En un libro publicado recientemente, Revoluciones imaginarias (2018), José
Miguel Ortí Bordás sostiene que en
España suelen surgir con frecuencia movimientos disgregadores o separatismos como
consecuencia de la falta de vertebración de nuestra sociedad. Esta carencia
nacional la atribuye a que, entre los valores constitutivos y definidores de la
colectividad nacional, hay muy poca sociedad y demasiado Estado.
La raíz de este
fenómeno histórico lo explica el catedrático Fernando Rey remontándose a sus
orígenes. En un reciente y magnífico
artículo, Reforma protestante y
constitucionalismo (El País 26/2/18), se atribuye esa situación a no haber
estado nuestra sociedad afectada por el
protestantismo, como lo estuvieron y siguen estando otras sociedades. Para este
autor, “en el constitucionalismo protestante hay tanta sociedad como sea posible y sólo tanto Estado como sea
imprescindible; en el constitucionalismo de impronta católica hay tanto Estado
como sea posible y sólo tanta sociedad como resulte necesaria”.
Las Constituciones, dicho
sea de paso, han nacido como defensa de los derechos del hombre y del ciudadano
frente al poder absoluto de la autoridad del Estado, mediante la fijación de
los límites y la definición de las relaciones entre los poderes del Estado
(legislativo, ejecutivo, y judicial) y los de estos con sus ciudadanos. La
clase de relación entre poder e individuo dependerá fundamentalmente del
concepto de hombre del que se parta.
Desde el momento en que
se pone al individuo en el eje y destino de la relación humana, como aconteció
con la doctrina luterana de “la sola fe”
en la religión, se le adjudica una libertad tal, que todos los demás de la
comunidad creyente y no creyente –personas e instituciones-, tienen que respetarle
en sus posibles y diferentes manifestaciones, pues la libertad religiosa
conlleva el derecho al disfrute de las demás libertades. No es necesario
indicar que esta nueva concepción del hombre trajo consigo una nueva concepción
de la sociedad.
Por el hecho de estar revestido de esa libertad,
parece lógico esperar que las instituciones que de este individuo vayan a surgir, todas van a ir diseñadas en favor y protección del individuo frente a las
instancias y autoridades, entre ellas la del Estado, que puedan coartarla. Es
normal, por eso, que la legislación en el protestantismo esté orientada a favor
del individuo, frente a cualquier otra
autoridad, incluida la del Estado, que pueda menoscabarla.
Este nuevo cambio en la
visión del mundo explica que, ya en el momento de la aparición del
protestantismo, se produjera en Europa
una escisión entre las naciones del Norte, protestantes, rebeldes a la
autoridad del Papa, y las naciones católicas del sur , obedientes a la
autoridad del Pontífice . Aparte factores etnográficos, geográficos, y otros, fue
entonces la religión católica el principal factor de identidad que diferenció y
condujo a la separación entre las sociedades del norte de las naciones del sur.

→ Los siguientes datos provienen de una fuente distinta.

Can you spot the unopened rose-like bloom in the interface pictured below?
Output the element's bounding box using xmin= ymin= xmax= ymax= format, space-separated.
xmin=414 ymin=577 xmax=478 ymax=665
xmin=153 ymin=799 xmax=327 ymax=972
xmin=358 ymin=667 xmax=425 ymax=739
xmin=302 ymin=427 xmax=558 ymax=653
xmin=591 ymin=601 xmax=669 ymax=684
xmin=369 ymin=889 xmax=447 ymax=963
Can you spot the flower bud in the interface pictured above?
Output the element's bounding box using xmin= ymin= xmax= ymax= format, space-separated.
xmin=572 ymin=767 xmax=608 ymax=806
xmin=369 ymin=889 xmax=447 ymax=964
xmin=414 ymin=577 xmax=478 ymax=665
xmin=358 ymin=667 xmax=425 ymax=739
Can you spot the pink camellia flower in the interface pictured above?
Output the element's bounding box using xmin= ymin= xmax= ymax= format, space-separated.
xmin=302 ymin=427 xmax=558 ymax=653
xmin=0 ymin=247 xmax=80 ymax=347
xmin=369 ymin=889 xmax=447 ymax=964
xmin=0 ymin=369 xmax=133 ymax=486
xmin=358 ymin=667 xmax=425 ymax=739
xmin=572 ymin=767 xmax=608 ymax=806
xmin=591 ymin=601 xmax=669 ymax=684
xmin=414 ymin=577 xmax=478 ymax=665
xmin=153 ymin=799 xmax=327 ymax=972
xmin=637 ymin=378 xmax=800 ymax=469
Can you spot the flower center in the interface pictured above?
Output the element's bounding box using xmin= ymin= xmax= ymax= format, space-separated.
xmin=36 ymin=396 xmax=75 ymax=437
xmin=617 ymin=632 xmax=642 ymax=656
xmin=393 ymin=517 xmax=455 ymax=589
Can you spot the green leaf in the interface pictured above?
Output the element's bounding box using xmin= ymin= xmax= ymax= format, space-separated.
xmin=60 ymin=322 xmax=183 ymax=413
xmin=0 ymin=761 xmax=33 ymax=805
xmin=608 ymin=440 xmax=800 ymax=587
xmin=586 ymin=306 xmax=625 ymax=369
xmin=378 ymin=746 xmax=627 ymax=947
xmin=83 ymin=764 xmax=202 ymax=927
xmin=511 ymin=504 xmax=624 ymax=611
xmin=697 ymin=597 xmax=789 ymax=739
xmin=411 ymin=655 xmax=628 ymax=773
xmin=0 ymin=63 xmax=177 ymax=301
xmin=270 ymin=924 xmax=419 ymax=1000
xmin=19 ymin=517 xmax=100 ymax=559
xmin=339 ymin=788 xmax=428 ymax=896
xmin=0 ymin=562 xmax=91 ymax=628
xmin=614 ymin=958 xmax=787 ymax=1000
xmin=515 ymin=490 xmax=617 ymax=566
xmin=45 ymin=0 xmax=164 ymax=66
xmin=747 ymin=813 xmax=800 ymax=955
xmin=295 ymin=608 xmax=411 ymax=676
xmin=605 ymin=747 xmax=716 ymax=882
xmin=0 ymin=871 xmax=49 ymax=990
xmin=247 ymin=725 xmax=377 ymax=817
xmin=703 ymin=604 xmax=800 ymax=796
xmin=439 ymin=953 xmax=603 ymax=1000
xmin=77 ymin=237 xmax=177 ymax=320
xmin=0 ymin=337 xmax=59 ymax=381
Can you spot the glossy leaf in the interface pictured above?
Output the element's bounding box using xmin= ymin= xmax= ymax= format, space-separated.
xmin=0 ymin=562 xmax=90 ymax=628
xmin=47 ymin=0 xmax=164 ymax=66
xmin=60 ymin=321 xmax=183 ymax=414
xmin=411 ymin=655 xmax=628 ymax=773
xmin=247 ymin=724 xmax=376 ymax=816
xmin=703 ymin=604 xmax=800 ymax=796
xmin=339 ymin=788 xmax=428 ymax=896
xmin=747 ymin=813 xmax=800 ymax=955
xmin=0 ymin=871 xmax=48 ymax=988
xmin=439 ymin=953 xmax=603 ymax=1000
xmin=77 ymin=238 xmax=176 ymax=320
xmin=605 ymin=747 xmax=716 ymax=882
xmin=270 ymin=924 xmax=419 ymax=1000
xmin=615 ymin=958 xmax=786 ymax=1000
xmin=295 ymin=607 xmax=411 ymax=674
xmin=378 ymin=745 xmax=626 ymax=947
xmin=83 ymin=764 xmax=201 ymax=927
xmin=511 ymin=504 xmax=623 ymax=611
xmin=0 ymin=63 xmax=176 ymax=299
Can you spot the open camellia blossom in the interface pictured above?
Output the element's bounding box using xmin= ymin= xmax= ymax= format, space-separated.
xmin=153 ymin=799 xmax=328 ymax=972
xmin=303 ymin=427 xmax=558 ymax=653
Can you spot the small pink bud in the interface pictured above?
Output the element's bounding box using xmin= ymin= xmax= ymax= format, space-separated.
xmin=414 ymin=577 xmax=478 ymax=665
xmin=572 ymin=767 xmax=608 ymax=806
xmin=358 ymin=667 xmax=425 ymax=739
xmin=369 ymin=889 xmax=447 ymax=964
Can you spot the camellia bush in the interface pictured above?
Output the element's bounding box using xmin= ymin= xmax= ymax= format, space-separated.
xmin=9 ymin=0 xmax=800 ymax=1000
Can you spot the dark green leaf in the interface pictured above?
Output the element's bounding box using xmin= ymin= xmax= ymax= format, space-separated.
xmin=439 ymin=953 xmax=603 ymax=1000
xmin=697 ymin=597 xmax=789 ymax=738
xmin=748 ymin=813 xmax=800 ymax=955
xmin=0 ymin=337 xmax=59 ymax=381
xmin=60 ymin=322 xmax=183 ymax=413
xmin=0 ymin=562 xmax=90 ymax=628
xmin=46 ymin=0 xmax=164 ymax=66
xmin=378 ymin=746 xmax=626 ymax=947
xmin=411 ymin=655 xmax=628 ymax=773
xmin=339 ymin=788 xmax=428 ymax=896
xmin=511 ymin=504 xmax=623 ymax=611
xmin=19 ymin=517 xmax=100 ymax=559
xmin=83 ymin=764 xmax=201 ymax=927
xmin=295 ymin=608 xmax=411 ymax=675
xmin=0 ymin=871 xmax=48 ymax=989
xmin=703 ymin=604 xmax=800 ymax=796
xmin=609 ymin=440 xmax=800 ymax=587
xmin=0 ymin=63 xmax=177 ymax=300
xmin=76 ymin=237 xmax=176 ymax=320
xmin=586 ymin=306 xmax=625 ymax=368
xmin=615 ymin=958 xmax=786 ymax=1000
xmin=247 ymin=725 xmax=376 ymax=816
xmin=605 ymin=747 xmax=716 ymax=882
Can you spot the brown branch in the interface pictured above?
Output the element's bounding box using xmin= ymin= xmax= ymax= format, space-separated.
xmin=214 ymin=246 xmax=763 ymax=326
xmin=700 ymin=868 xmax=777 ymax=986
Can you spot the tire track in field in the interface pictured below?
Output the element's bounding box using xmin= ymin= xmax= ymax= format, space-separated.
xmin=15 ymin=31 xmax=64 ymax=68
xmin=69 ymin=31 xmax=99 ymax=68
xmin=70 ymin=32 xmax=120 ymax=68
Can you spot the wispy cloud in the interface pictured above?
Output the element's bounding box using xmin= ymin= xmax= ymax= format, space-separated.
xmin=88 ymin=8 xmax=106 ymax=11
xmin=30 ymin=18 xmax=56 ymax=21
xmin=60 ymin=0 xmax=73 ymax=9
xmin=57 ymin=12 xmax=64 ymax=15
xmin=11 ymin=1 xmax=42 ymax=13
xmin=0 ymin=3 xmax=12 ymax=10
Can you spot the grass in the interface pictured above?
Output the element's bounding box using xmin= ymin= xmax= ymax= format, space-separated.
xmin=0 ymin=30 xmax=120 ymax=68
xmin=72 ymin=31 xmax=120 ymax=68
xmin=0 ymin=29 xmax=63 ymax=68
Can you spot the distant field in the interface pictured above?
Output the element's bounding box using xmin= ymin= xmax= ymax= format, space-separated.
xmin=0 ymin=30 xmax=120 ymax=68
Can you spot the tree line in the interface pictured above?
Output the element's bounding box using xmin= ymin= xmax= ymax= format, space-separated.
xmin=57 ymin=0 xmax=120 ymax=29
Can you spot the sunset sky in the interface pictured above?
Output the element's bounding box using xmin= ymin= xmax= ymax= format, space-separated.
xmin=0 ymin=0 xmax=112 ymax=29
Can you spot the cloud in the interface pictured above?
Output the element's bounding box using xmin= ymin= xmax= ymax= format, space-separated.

Hoy sigue existiendo parecida diferencia
y distancia, y por las mismas causas.
El catolicismo sigue
siendo también hoy factor identitario
entre diferentes nacionalidades,
sin peligro de conflictividad. Pero, ¿lo es, o puede serlo, entre distintos grupos
sociales de una misma colectividad nacional sin riesgo de posible enfrentamiento?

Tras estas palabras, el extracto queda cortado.